The second point that I want to make to you, because you have indicated that you feel this way, is to see in what is said in Church services, in religious writings is merely a metaphorical description divorced from reality. I have already tried to address this in some of the earlier letters but this is such a difficult point to bring across that it bears repetition. But I think a lot of us display our lack of faith in not taking the words of our faith seriously because lurking in the background is the idea that somehow they are too good to be true. We have been fooled so many times that we don’t dare to believe because the thought lurks in our subconscious – all of earth is just one big cemetery and all these stories are intended only to comfort us, but they are not really true. That is why we listen so attentively to what science supposedly says because here, we feel a stamp of authenticity.

And the last point that I want to make, and this comes through in the sermon we read earlier, is that there is a truly deep mystery in the creation project of God.

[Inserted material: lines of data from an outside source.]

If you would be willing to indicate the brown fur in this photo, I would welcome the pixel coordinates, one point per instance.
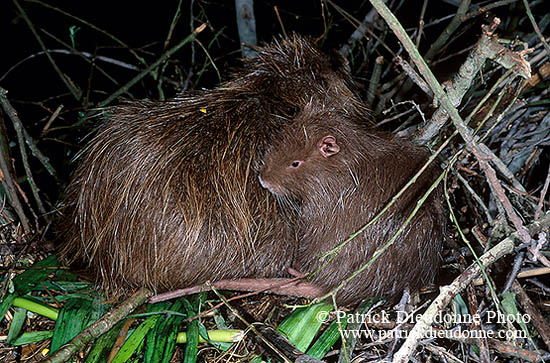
(166, 194)
(338, 194)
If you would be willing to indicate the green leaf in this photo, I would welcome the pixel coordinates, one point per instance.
(75, 316)
(38, 272)
(26, 281)
(134, 343)
(103, 345)
(33, 337)
(325, 342)
(303, 324)
(16, 324)
(161, 340)
(191, 347)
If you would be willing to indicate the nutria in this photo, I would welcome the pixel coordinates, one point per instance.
(340, 174)
(166, 194)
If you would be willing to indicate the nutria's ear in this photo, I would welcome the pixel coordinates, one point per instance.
(328, 146)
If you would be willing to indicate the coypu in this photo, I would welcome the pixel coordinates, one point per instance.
(166, 194)
(339, 175)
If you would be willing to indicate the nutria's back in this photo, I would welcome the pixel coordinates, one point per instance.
(166, 194)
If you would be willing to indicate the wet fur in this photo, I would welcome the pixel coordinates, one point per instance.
(339, 194)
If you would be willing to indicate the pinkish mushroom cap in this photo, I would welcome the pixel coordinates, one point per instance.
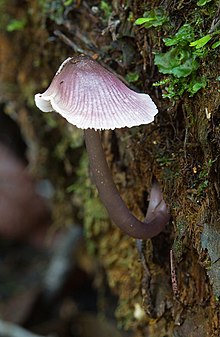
(89, 96)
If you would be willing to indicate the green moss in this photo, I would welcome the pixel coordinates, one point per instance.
(185, 50)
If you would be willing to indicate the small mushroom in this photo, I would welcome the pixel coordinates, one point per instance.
(92, 98)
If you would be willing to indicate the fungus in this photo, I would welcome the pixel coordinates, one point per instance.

Through our freedom, which He grants us because He loves us, He calls on us to join Him in completing this project. In a sense, strange as it may sound, He is ‘dependent’ on us to see that creation comes into what it was intended for. We have a reference to it already in Mary’s acceptance to bear the Word. She could have said no and stymied God’s plans. The Christians of Nagasaki contributed to the creation project by becoming ‘the lamb without blemish’ which would be immolated to save the lives of millions of others and would bring the end of war. Christ tells us that as he suffered so will we – we, as St. Paul says, complete Christ’s suffering. It is this terrible realization that gives meaning and purpose to suffering undergone in this world. This is difficult to comprehend by the brain, but it can be understood by the heart. Indeed, the love of God is ‘terrible’ but without it we end up in the void which brings us into the complete nothingness of non-existence.

The name of the physician was Takashi Nagai, the Saint of Nagasaki.